If those look reasonable, I'd consider it a success. If it collapses (decoder ignores $z$), I’ll use KL annealing. And if predictions look too averaged, I’ll prefer Mode B over Mode A, and bump latent dimension a lil.

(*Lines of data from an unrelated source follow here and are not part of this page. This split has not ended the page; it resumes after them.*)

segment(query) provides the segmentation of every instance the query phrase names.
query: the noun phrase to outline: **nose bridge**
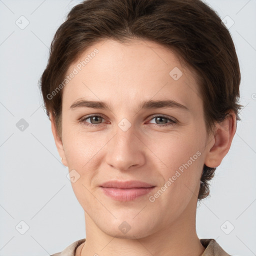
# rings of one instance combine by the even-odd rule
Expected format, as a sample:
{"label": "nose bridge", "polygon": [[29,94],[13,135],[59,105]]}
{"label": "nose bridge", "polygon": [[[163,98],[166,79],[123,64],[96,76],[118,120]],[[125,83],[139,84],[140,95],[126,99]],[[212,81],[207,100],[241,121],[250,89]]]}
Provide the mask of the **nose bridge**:
{"label": "nose bridge", "polygon": [[114,130],[114,136],[108,146],[107,163],[120,170],[132,166],[142,164],[144,156],[142,145],[136,135],[134,126],[122,120]]}

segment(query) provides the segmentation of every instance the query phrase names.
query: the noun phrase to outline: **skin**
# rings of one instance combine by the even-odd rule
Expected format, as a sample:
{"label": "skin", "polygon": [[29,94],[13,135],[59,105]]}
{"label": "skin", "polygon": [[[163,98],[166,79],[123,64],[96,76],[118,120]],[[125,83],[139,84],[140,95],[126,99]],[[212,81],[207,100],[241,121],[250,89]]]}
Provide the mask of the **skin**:
{"label": "skin", "polygon": [[[205,248],[196,230],[200,178],[204,164],[216,167],[228,152],[236,132],[234,114],[230,112],[216,125],[215,136],[208,136],[194,74],[174,52],[150,41],[98,42],[86,49],[68,74],[95,48],[99,52],[63,89],[62,140],[51,116],[62,163],[80,175],[72,184],[84,210],[86,242],[76,255],[202,255]],[[183,73],[177,80],[169,74],[175,67]],[[78,99],[106,102],[111,110],[70,109]],[[150,100],[174,100],[188,110],[140,110],[140,102]],[[104,118],[79,122],[92,114]],[[156,114],[178,122],[160,120]],[[126,132],[118,126],[124,118],[132,124]],[[165,124],[170,125],[160,127]],[[200,156],[150,202],[149,196],[198,151]],[[139,180],[156,186],[134,200],[116,201],[99,188],[114,180]],[[124,221],[131,227],[126,234],[118,228]]]}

The final three-paneled output -- looks ok imo, true vs. perturbed could look a little better.

Pseudocode§
Training loop§
# inputs:
# x: (batch, G) expression (e.g., log1p normalized)
# c: (batch, C) one-hot condition labels
# networks:
# encoder(x, c) -> mu, logvar
# decoder(z, c) -> x_hat (or NB params if counts)
# objective:
# ELBO = recon_loss + KL
for epoch in range(num_epochs):
for x, c in loader:
mu, logvar = encoder(x, c)
sigma = exp(0.5 * logvar)
eps = randn_like(sigma)
z = mu + sigma * eps
x_hat = decoder(z, c)
recon = reconstruction_loss(x, x_hat) # e.g., MSE or Gaussian NLL
kl = 0.5 * sum(mu**2 + exp(logvar) - logvar - 1, axis=1).mean()
loss = recon + beta * kl
loss.backward()
optimizer.step()
optimizer.zero_grad()
# Mode A, from prior
z = randn(num_samples, d)
c_pert = repeat(one_hot("pert"), num_samples)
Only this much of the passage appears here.